The Continuing Story was criticized principally because unlike the 1985 Anne of Green Gables and its 1987 sequel Anne of Avonlea, the screenplay was not based upon Montgomery's works, but instead used Montgomery's characters in a largely original World War I story by Sullivan and Laurie Pearson. Montgomery had written an Anne novel set in that same period, Rilla of Ingleside, a story focusing on Anne's youngest daughter, and in which Anne was a mother whose three sons were fighting in Europe.
The chronology of Sullivan's Anne of Green Gables films is not in synch with the LM Montgomery novels, largely because of the spin-off series Road to Avonlea. Over the course of developing original characters and stories for seven seasons of Road to Avonlea, the time frame of Sullivan's fictional world evolved into a 20-year difference from the Montgomery novels. As a result, Sullivan decided to make Anne of Green Gables: The Continuing Story a completely original work that took Anne and Gilbert to the battlefields of World War I instead of their children as in Montgomery's novels.

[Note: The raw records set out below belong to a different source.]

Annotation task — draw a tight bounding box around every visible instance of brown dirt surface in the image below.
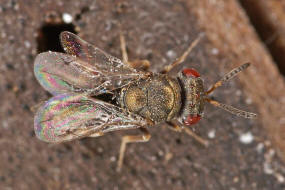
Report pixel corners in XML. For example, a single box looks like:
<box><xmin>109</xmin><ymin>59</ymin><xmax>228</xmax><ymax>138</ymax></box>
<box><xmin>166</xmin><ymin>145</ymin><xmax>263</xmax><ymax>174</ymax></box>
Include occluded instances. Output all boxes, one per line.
<box><xmin>0</xmin><ymin>0</ymin><xmax>285</xmax><ymax>190</ymax></box>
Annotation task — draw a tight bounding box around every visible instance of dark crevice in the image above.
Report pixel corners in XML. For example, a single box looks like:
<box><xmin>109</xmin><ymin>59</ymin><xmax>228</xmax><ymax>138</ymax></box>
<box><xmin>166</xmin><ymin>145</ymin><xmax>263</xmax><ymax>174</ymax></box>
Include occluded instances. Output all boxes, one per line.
<box><xmin>37</xmin><ymin>23</ymin><xmax>76</xmax><ymax>53</ymax></box>
<box><xmin>240</xmin><ymin>0</ymin><xmax>285</xmax><ymax>75</ymax></box>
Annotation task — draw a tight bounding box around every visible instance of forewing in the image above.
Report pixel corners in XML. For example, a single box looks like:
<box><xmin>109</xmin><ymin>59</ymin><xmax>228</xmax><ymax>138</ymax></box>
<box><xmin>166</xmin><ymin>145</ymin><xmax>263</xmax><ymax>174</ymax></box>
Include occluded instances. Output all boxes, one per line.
<box><xmin>34</xmin><ymin>94</ymin><xmax>147</xmax><ymax>143</ymax></box>
<box><xmin>60</xmin><ymin>32</ymin><xmax>145</xmax><ymax>90</ymax></box>
<box><xmin>34</xmin><ymin>52</ymin><xmax>108</xmax><ymax>95</ymax></box>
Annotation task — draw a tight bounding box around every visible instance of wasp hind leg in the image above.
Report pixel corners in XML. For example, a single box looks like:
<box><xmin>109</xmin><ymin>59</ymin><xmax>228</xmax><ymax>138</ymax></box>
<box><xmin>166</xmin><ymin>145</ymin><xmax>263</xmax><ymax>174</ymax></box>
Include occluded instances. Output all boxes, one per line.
<box><xmin>120</xmin><ymin>33</ymin><xmax>150</xmax><ymax>71</ymax></box>
<box><xmin>117</xmin><ymin>128</ymin><xmax>151</xmax><ymax>172</ymax></box>
<box><xmin>167</xmin><ymin>122</ymin><xmax>209</xmax><ymax>147</ymax></box>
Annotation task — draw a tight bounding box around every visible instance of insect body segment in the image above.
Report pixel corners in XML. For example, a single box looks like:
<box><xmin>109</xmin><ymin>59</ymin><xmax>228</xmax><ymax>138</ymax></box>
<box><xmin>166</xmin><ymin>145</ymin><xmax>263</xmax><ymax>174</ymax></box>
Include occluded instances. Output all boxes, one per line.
<box><xmin>119</xmin><ymin>74</ymin><xmax>181</xmax><ymax>123</ymax></box>
<box><xmin>34</xmin><ymin>32</ymin><xmax>256</xmax><ymax>169</ymax></box>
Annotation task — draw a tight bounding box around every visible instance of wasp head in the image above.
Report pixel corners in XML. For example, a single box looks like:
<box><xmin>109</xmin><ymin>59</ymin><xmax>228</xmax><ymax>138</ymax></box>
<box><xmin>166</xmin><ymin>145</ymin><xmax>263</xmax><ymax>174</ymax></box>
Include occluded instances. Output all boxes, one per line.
<box><xmin>178</xmin><ymin>68</ymin><xmax>205</xmax><ymax>125</ymax></box>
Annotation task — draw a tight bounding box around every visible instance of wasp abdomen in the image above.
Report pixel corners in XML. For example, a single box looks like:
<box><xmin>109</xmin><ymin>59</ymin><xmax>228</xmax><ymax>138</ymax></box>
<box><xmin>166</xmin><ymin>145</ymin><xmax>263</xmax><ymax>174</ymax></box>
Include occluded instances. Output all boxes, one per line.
<box><xmin>120</xmin><ymin>74</ymin><xmax>181</xmax><ymax>123</ymax></box>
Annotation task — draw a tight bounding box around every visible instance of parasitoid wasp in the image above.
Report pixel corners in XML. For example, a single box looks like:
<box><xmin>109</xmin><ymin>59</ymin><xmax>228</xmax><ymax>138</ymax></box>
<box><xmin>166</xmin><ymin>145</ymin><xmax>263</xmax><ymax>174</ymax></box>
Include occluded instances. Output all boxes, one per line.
<box><xmin>34</xmin><ymin>31</ymin><xmax>256</xmax><ymax>170</ymax></box>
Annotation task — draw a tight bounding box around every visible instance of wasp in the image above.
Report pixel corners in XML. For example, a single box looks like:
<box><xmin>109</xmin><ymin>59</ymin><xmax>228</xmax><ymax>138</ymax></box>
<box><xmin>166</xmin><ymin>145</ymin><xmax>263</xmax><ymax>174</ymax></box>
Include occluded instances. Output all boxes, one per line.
<box><xmin>34</xmin><ymin>31</ymin><xmax>256</xmax><ymax>170</ymax></box>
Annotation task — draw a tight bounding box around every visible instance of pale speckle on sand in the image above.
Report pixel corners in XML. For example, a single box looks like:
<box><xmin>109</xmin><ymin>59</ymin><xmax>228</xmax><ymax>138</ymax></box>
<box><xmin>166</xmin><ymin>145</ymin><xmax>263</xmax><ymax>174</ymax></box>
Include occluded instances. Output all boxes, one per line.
<box><xmin>239</xmin><ymin>132</ymin><xmax>254</xmax><ymax>144</ymax></box>
<box><xmin>62</xmin><ymin>13</ymin><xmax>73</xmax><ymax>24</ymax></box>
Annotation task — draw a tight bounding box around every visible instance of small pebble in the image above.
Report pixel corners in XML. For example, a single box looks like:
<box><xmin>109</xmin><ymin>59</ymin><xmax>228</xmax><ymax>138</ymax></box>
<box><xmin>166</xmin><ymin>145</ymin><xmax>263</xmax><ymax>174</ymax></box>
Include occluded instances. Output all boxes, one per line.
<box><xmin>62</xmin><ymin>13</ymin><xmax>73</xmax><ymax>24</ymax></box>
<box><xmin>239</xmin><ymin>132</ymin><xmax>254</xmax><ymax>144</ymax></box>
<box><xmin>208</xmin><ymin>129</ymin><xmax>216</xmax><ymax>139</ymax></box>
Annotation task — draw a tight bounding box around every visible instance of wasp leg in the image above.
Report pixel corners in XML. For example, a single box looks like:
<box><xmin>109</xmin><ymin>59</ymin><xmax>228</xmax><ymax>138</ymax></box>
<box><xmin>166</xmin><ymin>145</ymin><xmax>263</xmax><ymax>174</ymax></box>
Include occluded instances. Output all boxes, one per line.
<box><xmin>117</xmin><ymin>128</ymin><xmax>151</xmax><ymax>171</ymax></box>
<box><xmin>120</xmin><ymin>33</ymin><xmax>150</xmax><ymax>71</ymax></box>
<box><xmin>161</xmin><ymin>35</ymin><xmax>202</xmax><ymax>74</ymax></box>
<box><xmin>164</xmin><ymin>122</ymin><xmax>209</xmax><ymax>147</ymax></box>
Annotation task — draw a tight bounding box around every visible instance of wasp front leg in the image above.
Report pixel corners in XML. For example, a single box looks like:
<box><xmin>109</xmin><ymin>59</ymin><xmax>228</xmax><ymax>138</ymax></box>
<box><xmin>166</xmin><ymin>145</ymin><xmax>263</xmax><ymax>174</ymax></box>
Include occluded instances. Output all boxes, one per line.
<box><xmin>117</xmin><ymin>128</ymin><xmax>151</xmax><ymax>172</ymax></box>
<box><xmin>167</xmin><ymin>122</ymin><xmax>209</xmax><ymax>147</ymax></box>
<box><xmin>120</xmin><ymin>33</ymin><xmax>150</xmax><ymax>71</ymax></box>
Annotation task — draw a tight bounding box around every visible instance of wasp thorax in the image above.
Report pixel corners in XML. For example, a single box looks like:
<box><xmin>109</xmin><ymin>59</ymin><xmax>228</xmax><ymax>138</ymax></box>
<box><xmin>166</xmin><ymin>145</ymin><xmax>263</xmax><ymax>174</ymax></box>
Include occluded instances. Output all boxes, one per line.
<box><xmin>179</xmin><ymin>68</ymin><xmax>205</xmax><ymax>125</ymax></box>
<box><xmin>119</xmin><ymin>74</ymin><xmax>181</xmax><ymax>123</ymax></box>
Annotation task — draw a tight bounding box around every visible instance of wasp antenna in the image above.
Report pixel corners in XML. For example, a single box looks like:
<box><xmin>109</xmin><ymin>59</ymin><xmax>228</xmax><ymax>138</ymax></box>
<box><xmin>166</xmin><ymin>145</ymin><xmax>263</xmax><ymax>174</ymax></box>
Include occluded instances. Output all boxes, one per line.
<box><xmin>205</xmin><ymin>98</ymin><xmax>257</xmax><ymax>119</ymax></box>
<box><xmin>206</xmin><ymin>63</ymin><xmax>250</xmax><ymax>95</ymax></box>
<box><xmin>161</xmin><ymin>33</ymin><xmax>204</xmax><ymax>73</ymax></box>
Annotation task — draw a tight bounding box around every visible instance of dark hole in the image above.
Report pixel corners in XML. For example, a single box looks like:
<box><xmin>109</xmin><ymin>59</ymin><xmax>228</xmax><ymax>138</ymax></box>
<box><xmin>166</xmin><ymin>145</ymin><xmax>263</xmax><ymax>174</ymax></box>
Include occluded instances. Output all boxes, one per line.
<box><xmin>37</xmin><ymin>23</ymin><xmax>76</xmax><ymax>53</ymax></box>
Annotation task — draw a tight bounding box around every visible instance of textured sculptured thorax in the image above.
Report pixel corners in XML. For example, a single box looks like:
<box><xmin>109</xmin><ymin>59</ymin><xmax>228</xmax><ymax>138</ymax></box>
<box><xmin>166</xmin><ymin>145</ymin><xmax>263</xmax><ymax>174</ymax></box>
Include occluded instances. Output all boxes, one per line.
<box><xmin>119</xmin><ymin>74</ymin><xmax>181</xmax><ymax>123</ymax></box>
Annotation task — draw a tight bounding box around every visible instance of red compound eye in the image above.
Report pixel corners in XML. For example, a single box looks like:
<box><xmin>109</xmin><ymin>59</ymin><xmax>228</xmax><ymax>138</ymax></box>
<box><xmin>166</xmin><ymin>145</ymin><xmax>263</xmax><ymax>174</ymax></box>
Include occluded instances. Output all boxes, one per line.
<box><xmin>182</xmin><ymin>68</ymin><xmax>200</xmax><ymax>78</ymax></box>
<box><xmin>183</xmin><ymin>114</ymin><xmax>201</xmax><ymax>125</ymax></box>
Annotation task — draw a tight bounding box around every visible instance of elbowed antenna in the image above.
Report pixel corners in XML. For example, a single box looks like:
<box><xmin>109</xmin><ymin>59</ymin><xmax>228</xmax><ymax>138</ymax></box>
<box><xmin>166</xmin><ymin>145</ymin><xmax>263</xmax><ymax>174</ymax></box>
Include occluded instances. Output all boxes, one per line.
<box><xmin>205</xmin><ymin>63</ymin><xmax>257</xmax><ymax>119</ymax></box>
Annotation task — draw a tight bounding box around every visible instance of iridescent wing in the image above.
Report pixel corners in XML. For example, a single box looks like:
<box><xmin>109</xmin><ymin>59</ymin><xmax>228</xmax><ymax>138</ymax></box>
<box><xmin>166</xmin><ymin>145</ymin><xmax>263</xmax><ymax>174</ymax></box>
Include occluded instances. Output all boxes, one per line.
<box><xmin>34</xmin><ymin>32</ymin><xmax>145</xmax><ymax>95</ymax></box>
<box><xmin>34</xmin><ymin>94</ymin><xmax>147</xmax><ymax>143</ymax></box>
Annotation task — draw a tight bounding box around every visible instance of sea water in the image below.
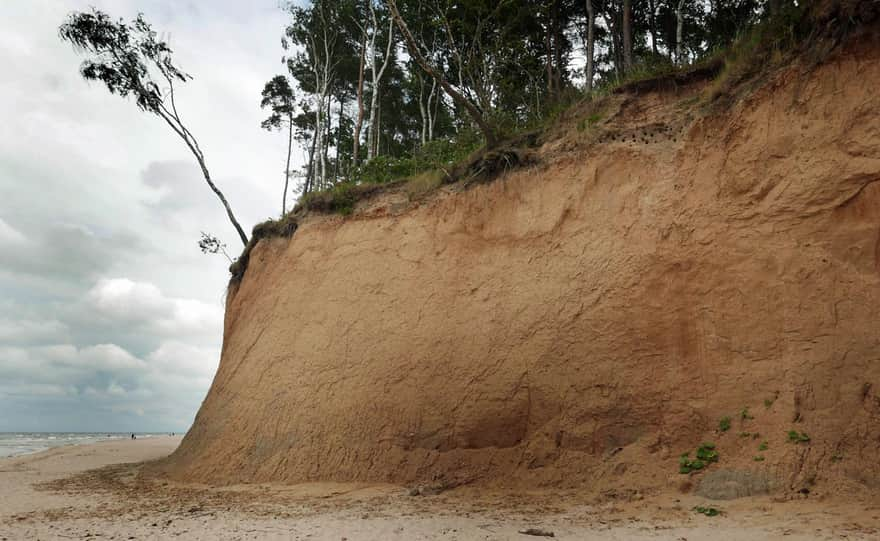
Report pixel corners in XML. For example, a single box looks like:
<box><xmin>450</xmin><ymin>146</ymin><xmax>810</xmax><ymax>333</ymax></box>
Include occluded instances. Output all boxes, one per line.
<box><xmin>0</xmin><ymin>432</ymin><xmax>165</xmax><ymax>457</ymax></box>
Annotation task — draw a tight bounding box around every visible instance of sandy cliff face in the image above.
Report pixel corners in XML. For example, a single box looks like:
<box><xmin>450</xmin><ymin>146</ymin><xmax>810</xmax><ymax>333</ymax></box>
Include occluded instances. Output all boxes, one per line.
<box><xmin>162</xmin><ymin>40</ymin><xmax>880</xmax><ymax>496</ymax></box>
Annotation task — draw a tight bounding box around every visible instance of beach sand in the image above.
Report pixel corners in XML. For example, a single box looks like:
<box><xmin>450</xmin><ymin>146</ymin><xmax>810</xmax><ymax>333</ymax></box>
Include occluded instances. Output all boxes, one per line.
<box><xmin>0</xmin><ymin>436</ymin><xmax>880</xmax><ymax>541</ymax></box>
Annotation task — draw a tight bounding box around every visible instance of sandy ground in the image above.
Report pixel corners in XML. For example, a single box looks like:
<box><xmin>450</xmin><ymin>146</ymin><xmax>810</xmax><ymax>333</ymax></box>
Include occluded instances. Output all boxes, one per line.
<box><xmin>0</xmin><ymin>437</ymin><xmax>880</xmax><ymax>541</ymax></box>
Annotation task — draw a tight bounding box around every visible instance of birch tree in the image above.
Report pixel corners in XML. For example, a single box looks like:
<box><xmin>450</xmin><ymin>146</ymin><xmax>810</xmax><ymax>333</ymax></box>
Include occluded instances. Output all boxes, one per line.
<box><xmin>367</xmin><ymin>0</ymin><xmax>394</xmax><ymax>160</ymax></box>
<box><xmin>58</xmin><ymin>8</ymin><xmax>248</xmax><ymax>245</ymax></box>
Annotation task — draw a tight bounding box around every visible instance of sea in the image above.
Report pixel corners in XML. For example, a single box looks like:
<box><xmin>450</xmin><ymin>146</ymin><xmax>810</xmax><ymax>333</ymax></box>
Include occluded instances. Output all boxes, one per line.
<box><xmin>0</xmin><ymin>432</ymin><xmax>170</xmax><ymax>458</ymax></box>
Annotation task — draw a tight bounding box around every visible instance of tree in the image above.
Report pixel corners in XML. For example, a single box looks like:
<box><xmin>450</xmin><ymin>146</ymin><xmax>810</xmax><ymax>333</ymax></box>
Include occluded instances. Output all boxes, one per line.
<box><xmin>622</xmin><ymin>0</ymin><xmax>632</xmax><ymax>74</ymax></box>
<box><xmin>58</xmin><ymin>8</ymin><xmax>248</xmax><ymax>245</ymax></box>
<box><xmin>585</xmin><ymin>0</ymin><xmax>596</xmax><ymax>92</ymax></box>
<box><xmin>675</xmin><ymin>0</ymin><xmax>684</xmax><ymax>65</ymax></box>
<box><xmin>385</xmin><ymin>0</ymin><xmax>498</xmax><ymax>148</ymax></box>
<box><xmin>199</xmin><ymin>231</ymin><xmax>235</xmax><ymax>263</ymax></box>
<box><xmin>367</xmin><ymin>0</ymin><xmax>394</xmax><ymax>160</ymax></box>
<box><xmin>260</xmin><ymin>75</ymin><xmax>296</xmax><ymax>216</ymax></box>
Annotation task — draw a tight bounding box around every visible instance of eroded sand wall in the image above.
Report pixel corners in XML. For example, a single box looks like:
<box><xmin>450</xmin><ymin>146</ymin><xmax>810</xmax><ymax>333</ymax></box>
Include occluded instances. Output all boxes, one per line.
<box><xmin>163</xmin><ymin>42</ymin><xmax>880</xmax><ymax>487</ymax></box>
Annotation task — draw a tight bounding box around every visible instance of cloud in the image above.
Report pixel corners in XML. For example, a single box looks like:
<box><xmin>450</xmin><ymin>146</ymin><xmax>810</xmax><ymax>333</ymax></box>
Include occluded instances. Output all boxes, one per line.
<box><xmin>0</xmin><ymin>218</ymin><xmax>27</xmax><ymax>249</ymax></box>
<box><xmin>0</xmin><ymin>0</ymin><xmax>286</xmax><ymax>431</ymax></box>
<box><xmin>88</xmin><ymin>278</ymin><xmax>223</xmax><ymax>336</ymax></box>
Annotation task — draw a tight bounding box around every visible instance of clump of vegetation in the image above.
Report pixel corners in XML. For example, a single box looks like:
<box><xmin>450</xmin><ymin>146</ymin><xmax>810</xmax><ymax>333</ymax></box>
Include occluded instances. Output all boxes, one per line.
<box><xmin>788</xmin><ymin>430</ymin><xmax>810</xmax><ymax>443</ymax></box>
<box><xmin>694</xmin><ymin>505</ymin><xmax>721</xmax><ymax>517</ymax></box>
<box><xmin>578</xmin><ymin>113</ymin><xmax>602</xmax><ymax>132</ymax></box>
<box><xmin>294</xmin><ymin>182</ymin><xmax>379</xmax><ymax>216</ymax></box>
<box><xmin>708</xmin><ymin>3</ymin><xmax>812</xmax><ymax>100</ymax></box>
<box><xmin>678</xmin><ymin>443</ymin><xmax>718</xmax><ymax>474</ymax></box>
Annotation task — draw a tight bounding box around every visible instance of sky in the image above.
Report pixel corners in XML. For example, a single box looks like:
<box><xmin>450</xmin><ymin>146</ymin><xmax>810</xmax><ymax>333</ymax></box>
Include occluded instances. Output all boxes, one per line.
<box><xmin>0</xmin><ymin>0</ymin><xmax>301</xmax><ymax>432</ymax></box>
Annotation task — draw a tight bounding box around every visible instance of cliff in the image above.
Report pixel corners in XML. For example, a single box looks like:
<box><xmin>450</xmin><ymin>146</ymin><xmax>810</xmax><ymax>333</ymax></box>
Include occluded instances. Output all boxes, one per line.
<box><xmin>159</xmin><ymin>34</ymin><xmax>880</xmax><ymax>498</ymax></box>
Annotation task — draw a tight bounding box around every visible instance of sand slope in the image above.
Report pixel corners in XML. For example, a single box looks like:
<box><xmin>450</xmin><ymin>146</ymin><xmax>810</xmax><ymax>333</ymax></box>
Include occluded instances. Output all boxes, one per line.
<box><xmin>0</xmin><ymin>438</ymin><xmax>880</xmax><ymax>541</ymax></box>
<box><xmin>162</xmin><ymin>40</ymin><xmax>880</xmax><ymax>494</ymax></box>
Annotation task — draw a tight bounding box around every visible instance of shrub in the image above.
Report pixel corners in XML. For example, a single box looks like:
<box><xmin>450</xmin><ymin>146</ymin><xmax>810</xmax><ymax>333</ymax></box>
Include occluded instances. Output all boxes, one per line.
<box><xmin>788</xmin><ymin>430</ymin><xmax>810</xmax><ymax>443</ymax></box>
<box><xmin>694</xmin><ymin>505</ymin><xmax>721</xmax><ymax>517</ymax></box>
<box><xmin>678</xmin><ymin>443</ymin><xmax>718</xmax><ymax>473</ymax></box>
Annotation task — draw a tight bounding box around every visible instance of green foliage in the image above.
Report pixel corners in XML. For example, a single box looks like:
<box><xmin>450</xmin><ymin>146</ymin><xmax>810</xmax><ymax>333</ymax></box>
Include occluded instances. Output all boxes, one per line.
<box><xmin>788</xmin><ymin>430</ymin><xmax>810</xmax><ymax>443</ymax></box>
<box><xmin>694</xmin><ymin>505</ymin><xmax>721</xmax><ymax>517</ymax></box>
<box><xmin>349</xmin><ymin>131</ymin><xmax>480</xmax><ymax>184</ymax></box>
<box><xmin>300</xmin><ymin>182</ymin><xmax>364</xmax><ymax>216</ymax></box>
<box><xmin>709</xmin><ymin>2</ymin><xmax>812</xmax><ymax>99</ymax></box>
<box><xmin>577</xmin><ymin>113</ymin><xmax>602</xmax><ymax>132</ymax></box>
<box><xmin>678</xmin><ymin>443</ymin><xmax>718</xmax><ymax>474</ymax></box>
<box><xmin>58</xmin><ymin>8</ymin><xmax>191</xmax><ymax>115</ymax></box>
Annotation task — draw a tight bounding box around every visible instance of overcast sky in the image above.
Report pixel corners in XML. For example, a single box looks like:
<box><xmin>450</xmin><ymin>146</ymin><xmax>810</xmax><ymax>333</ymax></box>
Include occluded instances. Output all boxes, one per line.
<box><xmin>0</xmin><ymin>0</ymin><xmax>298</xmax><ymax>432</ymax></box>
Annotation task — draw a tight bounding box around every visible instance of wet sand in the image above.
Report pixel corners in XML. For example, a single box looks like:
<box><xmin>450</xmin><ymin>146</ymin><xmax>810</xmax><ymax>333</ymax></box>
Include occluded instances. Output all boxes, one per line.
<box><xmin>0</xmin><ymin>437</ymin><xmax>880</xmax><ymax>541</ymax></box>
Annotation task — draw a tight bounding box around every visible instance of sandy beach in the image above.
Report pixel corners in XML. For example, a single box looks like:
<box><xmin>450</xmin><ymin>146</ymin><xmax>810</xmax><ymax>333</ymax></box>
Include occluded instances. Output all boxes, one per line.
<box><xmin>0</xmin><ymin>436</ymin><xmax>880</xmax><ymax>541</ymax></box>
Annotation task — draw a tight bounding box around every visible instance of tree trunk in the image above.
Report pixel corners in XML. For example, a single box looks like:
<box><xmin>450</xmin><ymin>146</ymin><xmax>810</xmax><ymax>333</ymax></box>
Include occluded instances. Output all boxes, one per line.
<box><xmin>675</xmin><ymin>0</ymin><xmax>684</xmax><ymax>66</ymax></box>
<box><xmin>385</xmin><ymin>0</ymin><xmax>498</xmax><ymax>148</ymax></box>
<box><xmin>281</xmin><ymin>112</ymin><xmax>293</xmax><ymax>216</ymax></box>
<box><xmin>351</xmin><ymin>31</ymin><xmax>367</xmax><ymax>169</ymax></box>
<box><xmin>428</xmin><ymin>79</ymin><xmax>443</xmax><ymax>141</ymax></box>
<box><xmin>156</xmin><ymin>105</ymin><xmax>248</xmax><ymax>246</ymax></box>
<box><xmin>333</xmin><ymin>93</ymin><xmax>345</xmax><ymax>179</ymax></box>
<box><xmin>623</xmin><ymin>0</ymin><xmax>632</xmax><ymax>74</ymax></box>
<box><xmin>367</xmin><ymin>10</ymin><xmax>394</xmax><ymax>160</ymax></box>
<box><xmin>303</xmin><ymin>125</ymin><xmax>318</xmax><ymax>194</ymax></box>
<box><xmin>418</xmin><ymin>74</ymin><xmax>431</xmax><ymax>145</ymax></box>
<box><xmin>584</xmin><ymin>0</ymin><xmax>596</xmax><ymax>92</ymax></box>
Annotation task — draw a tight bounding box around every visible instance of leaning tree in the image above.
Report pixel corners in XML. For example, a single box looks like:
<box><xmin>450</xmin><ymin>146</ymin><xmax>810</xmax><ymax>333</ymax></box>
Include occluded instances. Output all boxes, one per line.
<box><xmin>58</xmin><ymin>8</ymin><xmax>248</xmax><ymax>245</ymax></box>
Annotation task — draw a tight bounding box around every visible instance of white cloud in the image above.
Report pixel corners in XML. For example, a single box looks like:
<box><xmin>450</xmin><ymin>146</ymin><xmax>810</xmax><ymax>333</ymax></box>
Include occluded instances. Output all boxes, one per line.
<box><xmin>88</xmin><ymin>278</ymin><xmax>223</xmax><ymax>336</ymax></box>
<box><xmin>0</xmin><ymin>0</ymin><xmax>286</xmax><ymax>431</ymax></box>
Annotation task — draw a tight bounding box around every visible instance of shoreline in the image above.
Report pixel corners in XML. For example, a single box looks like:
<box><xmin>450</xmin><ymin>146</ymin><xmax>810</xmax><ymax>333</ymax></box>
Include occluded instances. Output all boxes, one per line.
<box><xmin>0</xmin><ymin>436</ymin><xmax>880</xmax><ymax>541</ymax></box>
<box><xmin>0</xmin><ymin>430</ymin><xmax>174</xmax><ymax>460</ymax></box>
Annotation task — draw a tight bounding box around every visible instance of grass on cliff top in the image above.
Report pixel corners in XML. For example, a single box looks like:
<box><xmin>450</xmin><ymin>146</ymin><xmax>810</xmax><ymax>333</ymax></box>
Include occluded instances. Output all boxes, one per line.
<box><xmin>230</xmin><ymin>5</ymin><xmax>858</xmax><ymax>282</ymax></box>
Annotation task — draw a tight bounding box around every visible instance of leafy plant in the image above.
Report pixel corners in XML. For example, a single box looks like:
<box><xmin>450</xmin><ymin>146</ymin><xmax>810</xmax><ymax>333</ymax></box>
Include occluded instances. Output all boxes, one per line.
<box><xmin>694</xmin><ymin>505</ymin><xmax>721</xmax><ymax>517</ymax></box>
<box><xmin>788</xmin><ymin>430</ymin><xmax>810</xmax><ymax>443</ymax></box>
<box><xmin>678</xmin><ymin>453</ymin><xmax>706</xmax><ymax>473</ymax></box>
<box><xmin>678</xmin><ymin>443</ymin><xmax>718</xmax><ymax>473</ymax></box>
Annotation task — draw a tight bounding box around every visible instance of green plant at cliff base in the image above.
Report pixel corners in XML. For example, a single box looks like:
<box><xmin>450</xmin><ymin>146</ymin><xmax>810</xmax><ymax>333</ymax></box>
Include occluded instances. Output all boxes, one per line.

The film was also criticised for introducing a continuity problem. Following Colleen Dewhurst's death in 1991, Marilla Cuthbert's death was written into the series Road to Avonlea. At Marilla's funeral, refers to Gilbert and Anne Blythe, stating they were married. Anne does not appear in the Avonlea episode because she is sick with scarlet fever. The Continuing Story, which takes place five years later, attempts to resolve the discontinuity by revealing that Anne had scarlet fever while she was teaching at an orphanage in Nova Scotia.